The Russian invasion of Ukraine is the first crypto war. The digital asset front follows only the actual fighting in importance.
Paul H. Jossey is an adjunct fellow at the Competitive Enterprise Institute and founder of the crowdfundinglawyers.com.
However the conflict ends, crypto will play a central role in world affairs. Moreover, the individual autonomy it brings could mean a more peaceful world, provided governments and global standard-setting bodies don’t kill this promise through overreaching regulation or forced public alternatives.
Crypto could give citizens of aggressor countries an informal “citizens veto” on war. If people flock to stablecoins amid host-country aggression or international sanctions, their actions could crush a nation’s ability to wage war. This veto is now happening as Russians ditch the ruble for stablecoins, and it may thwart Russia’s ability to finance hostile operations.
The Russia invasion could augur a return to the more limited conflicts of the pre-World War I (WWI), gold standard era. As Columbia Professor Saifedean Ammous explains in The Bitcoin Standard, before WWI (also known as the Great War), gold standard countries were limited by popular sentiment (and their own treasuries) to wage war.
Once national reserves sunk, governments had to raise taxes or sell bonds to continue fighting. But in WWI, as the initially localized conflict spread, fiscal discipline failed. As Ammous explains, within the first month “all major belligerents had suspended gold convertibility, effectively going off the gold standard and putting their population on a fiat standard.”
By leaving the gold standard, countries printed money until, through inflation, the whole population’s wealth was squandered before winning or capitulating. This had devastating results. A “citizen’s veto” via people ditching a nation’s fiat currency would lessen or preempt conflicts altogether.
But governments could thwart this more peaceful future in two ways. The first option is forcing all crypto into a global Anti-Money Laundering/Countering the Financing of Terrorism (AML/CFT) regime. The second even worse option is to require everyone to use multi-jurisdictional central bank digital currencies (m-CBDC) with alternatives banned.

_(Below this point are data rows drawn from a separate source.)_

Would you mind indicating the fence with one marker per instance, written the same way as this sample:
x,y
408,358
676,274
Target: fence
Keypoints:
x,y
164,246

As CoinDesk columnist Nic Carter writes, stablecoins operate at least partially outside AML/CFT confines: “Stablecoin issuers treat the IOUs as bearer instruments, and generally do not seek to police user behavior when a transaction does not involve the issuer. ... By granting a measure of transactional privacy and not embedding political conditions into transactions, stablecoins are the closest thing to digital cash we have today.”
Some might say this may appeal to criminals, and perhaps initially it would. But it would be strange to think ne’er-do-wells would rely on traceable, public ledgers common to most cryptocurrencies as transaction facilitators.
The risks of permanent and public recordation far outweigh the benefit of removing cash’s physical limitations. Some have discovered as much the hard way, like the New York City couple allegedly sitting on billions but unable to spend them. Even the famous 2016 DAO hacker who almost brought down Ethereum and forced a hard fork has allegedly been unmasked.
The trade-off for privacy
Of course, criminals will create new ways to shield transactions that may temporarily succeed. But the public, through democratic means – not unelected central bankers and global financial bureaucrats – should decide how much of this monitoring they will tolerate in return for their privacy.
Further, as the Canadian Freedom Trucker Convey showed, those whom governments label terrorists expand with political expediency. (The Canadian government now admits the protests were not rife with money launderers and terrorists). Regardless, these actions should be unacceptable in a Western democracy.
An m-CBDC would be even worse. For example, the coming Chinese model forces every citizen to use the digital yuan, and every transaction is monitored, recorded and factored into people’s social-credit score. Western governments more sensitive to public relations would likely filter such scores through the softer veneer of Environmental, Social and Governance (ESG) metrics.
They could then deny transactions with companies deemed insufficient environment stewards or with inadequate corporate-board diversity etc. If this scenario sounds outlandish, terrorist designations for blue-collar protestors would have had a similar ring 12 months ago.
Neither of these models – granular AML/CFT or m-CBDC – allow for citizen vetoes in times of peace or war. As commentator Vivek Ramaswamy suggests, we may already be fighting a different war – the battle between the Great Reset imposed top down and the Great Uprising from the bottom up.
If so, crypto, with its promise of individual autonomy, control over one’s data and financial transactions, and potential to bypass entrenched institutions will be the main battlefield. If the latter wins, the first crypto war may bring a more peaceful world.